Hypersonic testing at the facility involves high-temperature material testing with arc heaters that simulate the aerodynamic heating and mid-to-high shear pressures that occur during hypersonic flight and re-entry as a way to characterize and evaluate erosion of thermal protective materials and systems. The form of testing is crucial for developing hypersonic weapon systems and re-entry vehicles, AEDC said.
“Being on the cutting edge of hypersonic weapons system development is motivating to young engineers. They want to come work here,” Wonder said. “Rather than just serving as facilitators in an ‘air Rent-a-Center,’ they are providing acquisition programs with actionable information that positively impacts the weapon systems development process.”
At least $1.5 million of funding was also spent for supplies supporting hypervelocity flyout, impact and lethality ground test and evaluation at Range G, a ballistic range at the air base that evaluates aerodynamics and impact lethality of hypervelocity and high-speed systems.
“These improvements and modernizations increase test turnaround and eliminate single-point-of failure items that are aging and increasingly likely to cause delays,” Shana Morris, AEDC project management support, said in a statement.
In addition to accommodating the predicted surge in demand, the investments are already reducing downtime and improving facility performance, according to officials.
“The National Defense Strategy has multiple objectives that require the support of AEDC’s Hypervelocity Ranges in support of development and acquisition programs,” said Jonathan Carroll, chief of the Ranges Section. “Recent years have seen an increase in customer demand, as well as multiple capability reactivations in support of test customer requirements. Meeting these surging demands, while continuing to deliver unique test data will be critical to provide decision ready information to program offices and requirements owners.”

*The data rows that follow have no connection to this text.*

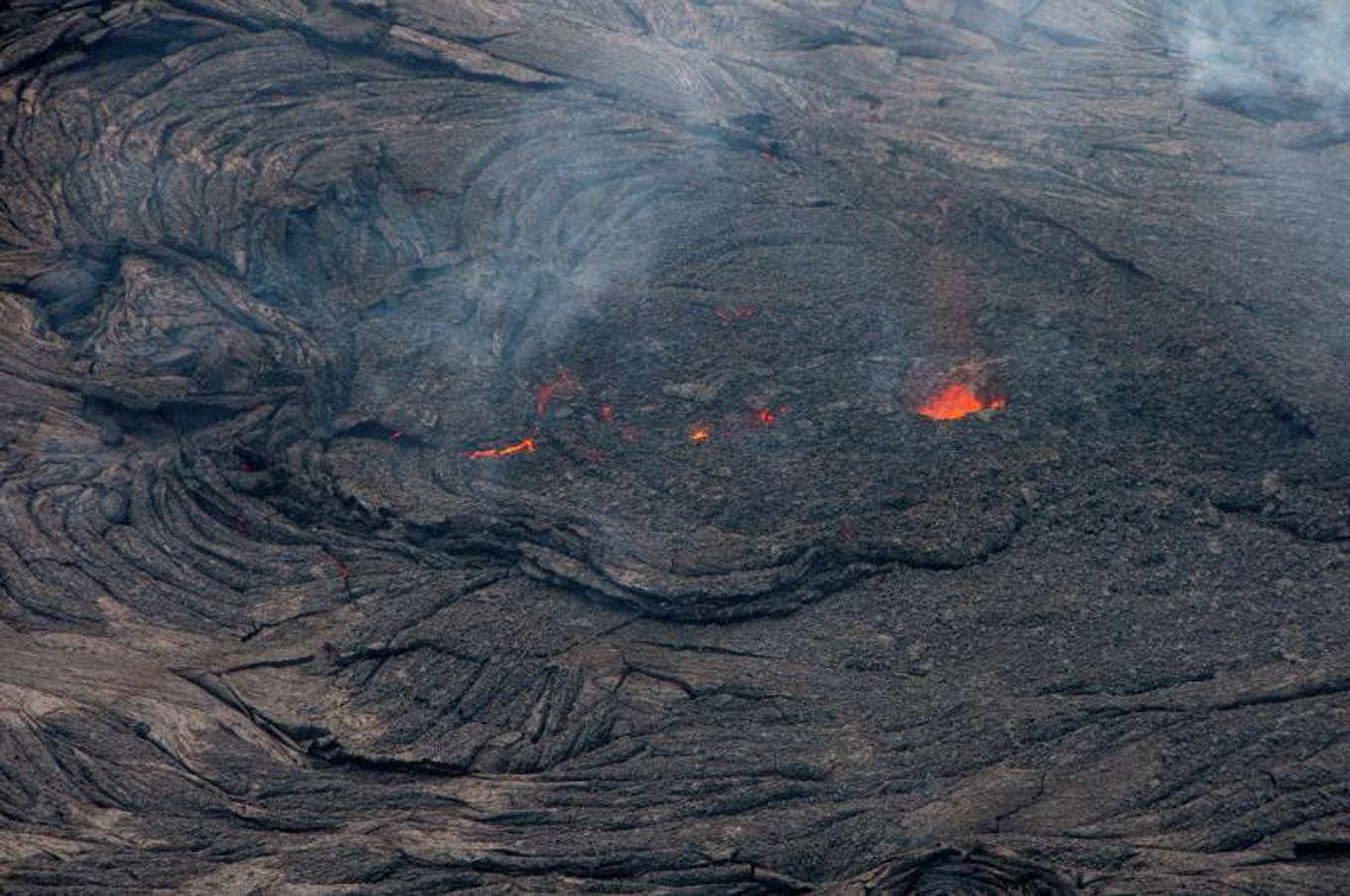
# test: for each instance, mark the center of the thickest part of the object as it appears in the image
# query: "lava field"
(675, 445)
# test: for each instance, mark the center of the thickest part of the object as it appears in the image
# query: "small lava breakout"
(956, 401)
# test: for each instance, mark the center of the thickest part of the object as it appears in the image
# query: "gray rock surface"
(723, 613)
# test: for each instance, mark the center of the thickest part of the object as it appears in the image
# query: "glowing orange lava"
(958, 401)
(562, 384)
(522, 447)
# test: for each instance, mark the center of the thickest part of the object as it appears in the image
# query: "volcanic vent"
(645, 445)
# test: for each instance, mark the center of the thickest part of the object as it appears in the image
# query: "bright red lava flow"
(958, 401)
(522, 447)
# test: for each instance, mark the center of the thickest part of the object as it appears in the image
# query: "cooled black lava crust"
(733, 617)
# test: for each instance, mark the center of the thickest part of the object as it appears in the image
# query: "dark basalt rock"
(477, 445)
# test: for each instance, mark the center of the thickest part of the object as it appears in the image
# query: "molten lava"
(522, 447)
(958, 401)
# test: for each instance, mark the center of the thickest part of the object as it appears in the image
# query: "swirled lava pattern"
(652, 445)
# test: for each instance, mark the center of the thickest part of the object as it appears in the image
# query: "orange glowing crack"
(958, 401)
(522, 447)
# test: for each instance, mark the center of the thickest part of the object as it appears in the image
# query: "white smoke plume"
(1277, 58)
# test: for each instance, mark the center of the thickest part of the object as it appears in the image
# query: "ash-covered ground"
(492, 445)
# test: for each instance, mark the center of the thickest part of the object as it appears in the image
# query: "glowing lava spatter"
(958, 401)
(522, 447)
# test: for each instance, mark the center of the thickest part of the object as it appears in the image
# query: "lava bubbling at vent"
(956, 401)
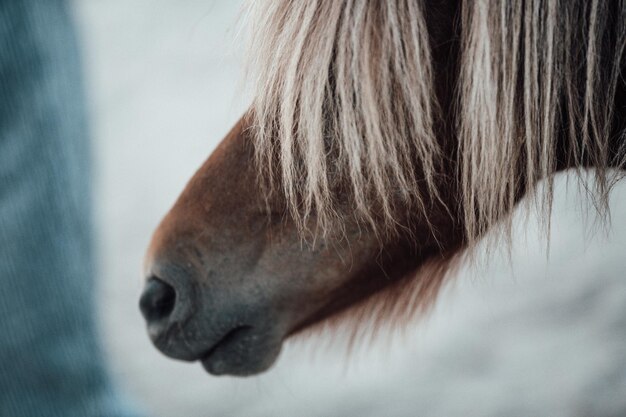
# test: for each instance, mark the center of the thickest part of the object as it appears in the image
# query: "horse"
(384, 141)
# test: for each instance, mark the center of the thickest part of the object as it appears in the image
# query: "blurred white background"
(536, 338)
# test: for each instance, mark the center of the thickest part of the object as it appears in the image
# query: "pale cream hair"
(344, 104)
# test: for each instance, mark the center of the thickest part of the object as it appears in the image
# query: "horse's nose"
(157, 300)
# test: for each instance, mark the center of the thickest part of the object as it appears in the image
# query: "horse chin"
(243, 351)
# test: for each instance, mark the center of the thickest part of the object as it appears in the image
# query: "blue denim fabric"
(50, 361)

In late November, AEDC announced it was also investing in facility upgrades for testing of U.S. Air Force next-generation aircraft.
The engine test facility, which has tested turbine engines for the majority of the Department of Defense’s cruise missiles and fighter and bomber aircraft for the past six decades, announced November 24 that it is restoring and modernizing two altitude test cells of the Engine Test Facility that simulate flight conditions.
As part of the Next Generation Turbine Engine Test Capability Project, the two 28-foot diameter test cells were restored—one with the ability to achieve Mach 3 and operate at 600 degrees Fahrenheit, and the second with the ability to achieve Mach 2.3 at 350 degrees Fahrenheit.
The capital investments are necessary to address deficiencies that existed in the test cells before next-generation propulsion systems emerge, according to one facility official.
“The next-generation turbine engines may incorporate new technologies that will require test facilities to provide higher inlet temperatures and potentially up to 50 percent more mass flow than the largest fighter engine in the fleet,” Rick Hutchings, technical lead for the AEDC Future Capabilities Branch, said in a statement. “There are no other test facilities or test cells in the Major Range and Test Facility Bases or the country with the required capability or expertise to test these new engines, qualify them for flight release and assure they are suitable to operate in the entire flight envelope than what exists at AEDC.”